¹ Graduate School in the Program of Pharmaceutical Chemistry and Natural Products, Faculty of Pharmaceutical Sciences, Khon Kaen University, Khon Kaen 40002, Thailand.
² Division of Pharmaceutical Chemistry, Faculty of Pharmaceutical Sciences, Khon Kaen University, Khon Kaen 40002, Thailand.

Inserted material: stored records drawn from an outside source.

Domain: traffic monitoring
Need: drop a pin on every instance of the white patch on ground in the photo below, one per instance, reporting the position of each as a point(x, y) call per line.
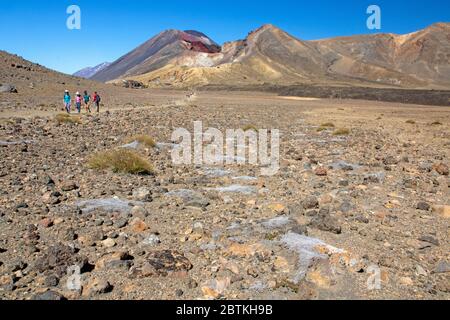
point(245, 178)
point(276, 222)
point(132, 145)
point(306, 247)
point(236, 188)
point(108, 205)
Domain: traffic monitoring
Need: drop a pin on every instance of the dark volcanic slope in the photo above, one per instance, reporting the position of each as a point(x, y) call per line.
point(270, 55)
point(156, 52)
point(89, 72)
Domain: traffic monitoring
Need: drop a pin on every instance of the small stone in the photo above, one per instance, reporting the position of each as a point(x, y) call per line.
point(429, 239)
point(443, 211)
point(138, 225)
point(51, 281)
point(442, 267)
point(321, 172)
point(48, 296)
point(406, 281)
point(311, 202)
point(420, 271)
point(142, 194)
point(46, 222)
point(442, 169)
point(108, 243)
point(96, 287)
point(423, 206)
point(121, 223)
point(139, 211)
point(151, 240)
point(278, 208)
point(69, 186)
point(179, 293)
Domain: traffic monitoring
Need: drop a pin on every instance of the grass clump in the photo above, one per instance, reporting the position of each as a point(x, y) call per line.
point(67, 118)
point(327, 125)
point(143, 139)
point(121, 161)
point(250, 127)
point(341, 132)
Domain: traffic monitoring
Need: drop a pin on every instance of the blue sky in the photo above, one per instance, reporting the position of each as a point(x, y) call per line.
point(37, 30)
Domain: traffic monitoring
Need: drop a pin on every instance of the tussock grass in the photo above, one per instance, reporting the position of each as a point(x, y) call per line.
point(143, 139)
point(67, 118)
point(341, 132)
point(121, 161)
point(250, 127)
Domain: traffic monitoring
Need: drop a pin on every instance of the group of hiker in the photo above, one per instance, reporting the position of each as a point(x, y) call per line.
point(80, 99)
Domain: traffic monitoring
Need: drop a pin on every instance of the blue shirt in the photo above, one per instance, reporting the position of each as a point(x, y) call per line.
point(66, 98)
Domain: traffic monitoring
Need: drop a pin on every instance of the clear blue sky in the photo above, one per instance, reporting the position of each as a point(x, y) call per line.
point(37, 30)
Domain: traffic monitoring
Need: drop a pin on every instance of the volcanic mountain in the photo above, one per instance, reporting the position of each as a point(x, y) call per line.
point(89, 72)
point(157, 53)
point(270, 55)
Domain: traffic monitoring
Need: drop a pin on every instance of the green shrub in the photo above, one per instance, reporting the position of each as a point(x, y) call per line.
point(67, 118)
point(341, 132)
point(143, 139)
point(121, 160)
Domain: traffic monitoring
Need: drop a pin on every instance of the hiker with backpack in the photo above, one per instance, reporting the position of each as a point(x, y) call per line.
point(78, 102)
point(87, 101)
point(67, 101)
point(97, 100)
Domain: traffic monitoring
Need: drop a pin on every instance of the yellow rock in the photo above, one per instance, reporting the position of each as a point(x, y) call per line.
point(138, 225)
point(281, 264)
point(277, 208)
point(319, 279)
point(406, 281)
point(391, 204)
point(443, 211)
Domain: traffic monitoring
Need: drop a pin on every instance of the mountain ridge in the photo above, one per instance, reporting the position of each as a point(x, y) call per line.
point(268, 54)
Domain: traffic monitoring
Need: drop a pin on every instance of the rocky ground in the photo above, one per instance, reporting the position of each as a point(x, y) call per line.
point(344, 211)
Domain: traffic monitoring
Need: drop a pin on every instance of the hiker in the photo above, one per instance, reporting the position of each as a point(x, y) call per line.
point(67, 101)
point(78, 102)
point(97, 100)
point(87, 101)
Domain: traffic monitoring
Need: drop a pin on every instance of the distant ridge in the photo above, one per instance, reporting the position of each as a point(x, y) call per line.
point(89, 72)
point(270, 55)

³ Human High Performance and Health Promotion Research Institute, Khon Kaen University, Khon Kaen 40002, Thailand.

Abstract

The B-rapidly accelerated fibrosarcoma (BRAF) is a proto-oncogene that plays a vital role in cell signaling and growth regulation. Identifying a potent BRAF inhibitor can enhance therapeutic success in high-stage cancers, particularly metastatic melanoma. In this study, we proposed a stacking ensemble learning framework for the accurate prediction of BRAF inhibitors. We obtained 3857 curated molecules with BRAF inhibitory activity expressed as a predicted half-maximal inhibitory concentration value (pIC₅₀) from the ChEMBL database. Twelve molecular fingerprints from PaDeL-Descriptor were calculated for model training. Three machine learning algorithms including extreme gradient boosting, support vector regression, and multilayer perceptron were utilized for constructing new predictive features (PFs). The meta-ensemble random forest regression, called StackBRAF, was created based on the 36 PFs. The StackBRAF model achieves lower mean absolute error (MAE) and higher coefficient of determination (R² and Q²) than the individual baseline models. The stacking ensemble learning model provides good y-randomization results, indicating a strong correlation between molecular features and pIC₅₀. An applicability domain of the model with an acceptable Tanimoto similarity score was also defined. Moreover, a large-scale high-throughput screening of 2123 FDA-approved drugs against the BRAF protein was successfully demonstrated using the StackBRAF algorithm. Thus, the StackBRAF model proved beneficial as a drug design algorithm for BRAF inhibitor drug discovery and drug development.